Next, we wanted to investigate specific differentially bound TFs, not only across the whole timeline, but also between individual conditions. We therefore utilized the differential TF binding plots created by TOBIAS, and chose to focus on the cellular transition initiated at and following ZGA, which corresponds to the transition between 2C and 4C in mice (Fig. 3a, Supplementary Note 1 for all pairwise comparisons), and between 8C and ICM in humans (Fig. 3b, Supplementary Note 2 for all pairwise comparisons). In mice, we observed a shift of Obox-factor activity in 2C to an activation of Tead (Tead1-4) and AP-2 (Tfap2a/c/e) motifs in 4C. Notably, AP-2/Tfap2c is required for normal embryogenesis in mice26 and was also recently shown to act as a chromatin modifier that opens enhancers proximal to pluripotency factors in human27. We observed a similar shift of TF activity for homeobox factors such as PITX1-3, RHOXF1, CRX, and DMBX1 at the human 8C stage towards higher scores in ICM for known pluripotency factors, such as POU5F1 (OCT4) and other POU-factors.

Fig. 3: Specification of ZGA functions between mouse and human.
figure 3

a, b Pairwise comparison of TF activity between developmental stages. The volcano plots show the differential binding activity against the −log10(p value) (both provided by TOBIAS) of all investigated TF motifs; each dot represents one motif. For a 2C stage specific TFs are labeled in red, 4C specific factors in blue. From the 2C specific TFs, seven prominent examples are chosen and illustrated by their motif. For b 8C stage specific TFs are labeled in red, ICM specific factors in blue. c, d Clustering of TF motifs based on binding-site overlap. Excerpt of the global TF clustering based on TF binding location, illustrating individual TFs as rows. The trees indicate genomic positional overlap of individual TFBS. A tree depth of 0.2 represents an overlap of 80% of the motifs. Each TF is indicated by name and unique ID in brackets. Clusters of TFs with more than 50% overlap (below 0.5 tree distance) are colored in green/blue. The position of TF motifs RHOXF1 and Otx2/OTX2 are highlighted. c shows overlap of motifs included in the mouse analysis. d shows clustering of human motifs. Complete TF trees are provided in Supplementary Notes 1 and 2.

Throughout the pairwise comparisons, we observed that TFs from the same families often display similar binding kinetics within species, which is not surprising since they often possess highly similar binding motifs (Fig. 3a; right). To characterize TF similarity, TOBIAS clusters TFs based on the overlap of TFBS within investigated samples (Fig. 3c, d).
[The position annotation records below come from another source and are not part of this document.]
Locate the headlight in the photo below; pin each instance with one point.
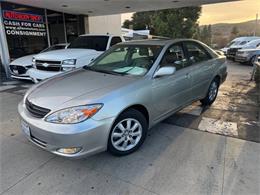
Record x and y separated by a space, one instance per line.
74 114
69 62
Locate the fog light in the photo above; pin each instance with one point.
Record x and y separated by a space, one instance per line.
71 150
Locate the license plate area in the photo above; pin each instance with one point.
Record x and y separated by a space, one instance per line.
25 128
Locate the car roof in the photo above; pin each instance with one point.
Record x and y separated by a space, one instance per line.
106 35
161 42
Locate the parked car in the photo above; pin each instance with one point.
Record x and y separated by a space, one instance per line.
19 67
80 52
111 103
232 43
231 52
247 55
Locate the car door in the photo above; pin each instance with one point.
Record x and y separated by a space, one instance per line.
172 92
202 65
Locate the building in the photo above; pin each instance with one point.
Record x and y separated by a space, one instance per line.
31 26
28 30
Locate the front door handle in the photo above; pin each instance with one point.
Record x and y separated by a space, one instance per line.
188 76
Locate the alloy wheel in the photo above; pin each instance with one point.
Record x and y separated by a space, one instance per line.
126 134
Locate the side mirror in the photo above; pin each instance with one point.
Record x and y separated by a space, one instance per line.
164 71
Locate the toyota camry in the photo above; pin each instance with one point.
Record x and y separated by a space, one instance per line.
111 103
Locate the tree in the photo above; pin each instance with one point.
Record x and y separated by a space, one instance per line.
127 24
205 34
173 23
234 32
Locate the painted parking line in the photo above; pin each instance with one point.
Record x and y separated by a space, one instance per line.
218 126
193 110
6 87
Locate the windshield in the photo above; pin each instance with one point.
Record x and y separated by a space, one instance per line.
98 43
54 47
133 60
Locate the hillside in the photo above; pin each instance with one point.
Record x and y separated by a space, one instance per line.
244 28
221 32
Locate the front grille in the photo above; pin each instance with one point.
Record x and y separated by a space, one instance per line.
18 69
48 65
48 62
36 111
232 51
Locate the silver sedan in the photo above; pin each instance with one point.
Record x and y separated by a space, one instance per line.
111 103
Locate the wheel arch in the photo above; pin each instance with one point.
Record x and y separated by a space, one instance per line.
139 107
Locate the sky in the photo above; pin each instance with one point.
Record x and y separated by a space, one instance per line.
231 12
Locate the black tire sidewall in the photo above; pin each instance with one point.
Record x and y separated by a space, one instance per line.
131 113
206 101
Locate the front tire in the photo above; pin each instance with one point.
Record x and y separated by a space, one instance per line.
211 94
128 133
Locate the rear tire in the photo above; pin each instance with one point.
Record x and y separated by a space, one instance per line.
211 94
127 133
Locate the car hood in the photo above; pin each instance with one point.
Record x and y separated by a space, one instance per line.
63 91
23 61
63 54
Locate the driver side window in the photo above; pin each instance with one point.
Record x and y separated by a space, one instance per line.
174 56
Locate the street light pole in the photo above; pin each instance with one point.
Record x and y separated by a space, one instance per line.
256 19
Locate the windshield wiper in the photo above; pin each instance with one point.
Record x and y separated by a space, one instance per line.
103 71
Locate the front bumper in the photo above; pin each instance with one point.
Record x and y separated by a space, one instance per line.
91 135
21 77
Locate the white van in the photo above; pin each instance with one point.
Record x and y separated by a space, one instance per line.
78 53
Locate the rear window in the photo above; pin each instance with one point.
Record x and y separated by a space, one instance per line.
98 43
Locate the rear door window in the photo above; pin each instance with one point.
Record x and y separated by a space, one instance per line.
174 56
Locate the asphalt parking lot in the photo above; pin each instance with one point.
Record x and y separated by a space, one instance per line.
196 151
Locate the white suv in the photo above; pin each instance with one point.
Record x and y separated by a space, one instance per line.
79 52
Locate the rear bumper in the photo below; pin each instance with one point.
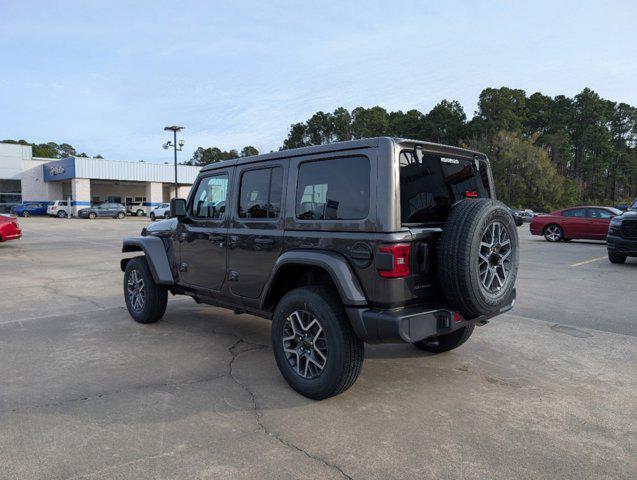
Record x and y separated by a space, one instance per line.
625 246
411 324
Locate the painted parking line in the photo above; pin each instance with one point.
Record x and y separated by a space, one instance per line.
587 261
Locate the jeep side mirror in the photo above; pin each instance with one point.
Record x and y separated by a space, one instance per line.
177 208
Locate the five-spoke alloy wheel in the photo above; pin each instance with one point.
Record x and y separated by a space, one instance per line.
495 257
146 301
135 289
553 233
315 348
304 344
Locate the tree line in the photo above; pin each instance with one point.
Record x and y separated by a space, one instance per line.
51 149
546 152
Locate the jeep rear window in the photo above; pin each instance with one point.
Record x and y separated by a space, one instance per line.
431 183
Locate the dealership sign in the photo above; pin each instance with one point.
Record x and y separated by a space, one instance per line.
59 170
56 170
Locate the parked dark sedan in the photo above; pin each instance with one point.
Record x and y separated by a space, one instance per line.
28 209
113 210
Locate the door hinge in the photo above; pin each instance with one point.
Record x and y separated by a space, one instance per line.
233 276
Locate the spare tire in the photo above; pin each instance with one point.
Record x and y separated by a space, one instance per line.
478 257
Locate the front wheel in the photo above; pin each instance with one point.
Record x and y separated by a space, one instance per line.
616 257
315 348
449 341
553 233
146 301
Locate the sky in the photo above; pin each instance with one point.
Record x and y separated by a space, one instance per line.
107 76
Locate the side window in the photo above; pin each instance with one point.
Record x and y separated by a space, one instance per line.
336 189
260 193
209 200
575 212
599 213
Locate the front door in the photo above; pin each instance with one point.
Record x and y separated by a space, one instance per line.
574 223
256 233
202 234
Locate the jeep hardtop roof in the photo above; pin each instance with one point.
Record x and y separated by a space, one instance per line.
343 147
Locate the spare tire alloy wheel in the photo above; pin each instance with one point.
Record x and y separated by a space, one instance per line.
304 344
478 257
495 257
553 233
135 290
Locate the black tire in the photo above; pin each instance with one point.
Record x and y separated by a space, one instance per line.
553 233
449 341
344 350
461 257
615 257
156 296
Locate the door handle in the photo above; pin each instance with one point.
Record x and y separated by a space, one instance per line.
264 241
216 237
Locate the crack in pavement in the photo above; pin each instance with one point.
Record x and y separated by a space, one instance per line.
259 414
129 388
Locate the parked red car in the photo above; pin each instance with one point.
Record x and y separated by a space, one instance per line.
9 228
590 223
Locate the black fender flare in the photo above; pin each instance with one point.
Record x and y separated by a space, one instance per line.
334 264
155 251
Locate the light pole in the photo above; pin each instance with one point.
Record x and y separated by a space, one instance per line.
173 144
This enables quantification of the similarity and clustering of individual TFs that appear to be active at the same time. Thereby, we observed a group of homeobox motifs, which cluster together with more than 50% overlap of their respective binding sites in mouse (Fig. 3c). In contrast, other TFs such as Tead and AP-2 cluster separately, indicating that these factors utilize independent motifs (the full tree is found in Supplementary Note 1). While this might appear trivial, this clustering of TFs in fact also highlights differences in motif usage between human and mouse. One prominent example is the RHOXF1 motif, which shows high binding-site overlap with Obox 1/3/5 and Otx2 binding sites in mouse (Fig. 3c; ~60% overlap), but does not cluster with OTX2 in human (Fig. 3d; ~35% overlap). This observation could suggest important functional differences of RHOX/Rhox TFs between mice and humans. In support of this hypothesis, RHOXF1, RHOXF2, and RHOXF2B are exclusively expressed at 8C and ICM in humans, whereas Rhox factors are not expressed in corresponding developmental stages of preimplantation in mice (expression values are given in the Source Data file). Conceivably, this observation, together with the finding that murine Obox factors share the same motif as RHOX-factors in humans, suggests that Obox TFs might function similarly to RHOX-factors during ZGA. Altogether, the TOBIAS-mediated TF clustering based on TFBS overlap allows for quantification of target-similarity and divergence of TF function between motif families.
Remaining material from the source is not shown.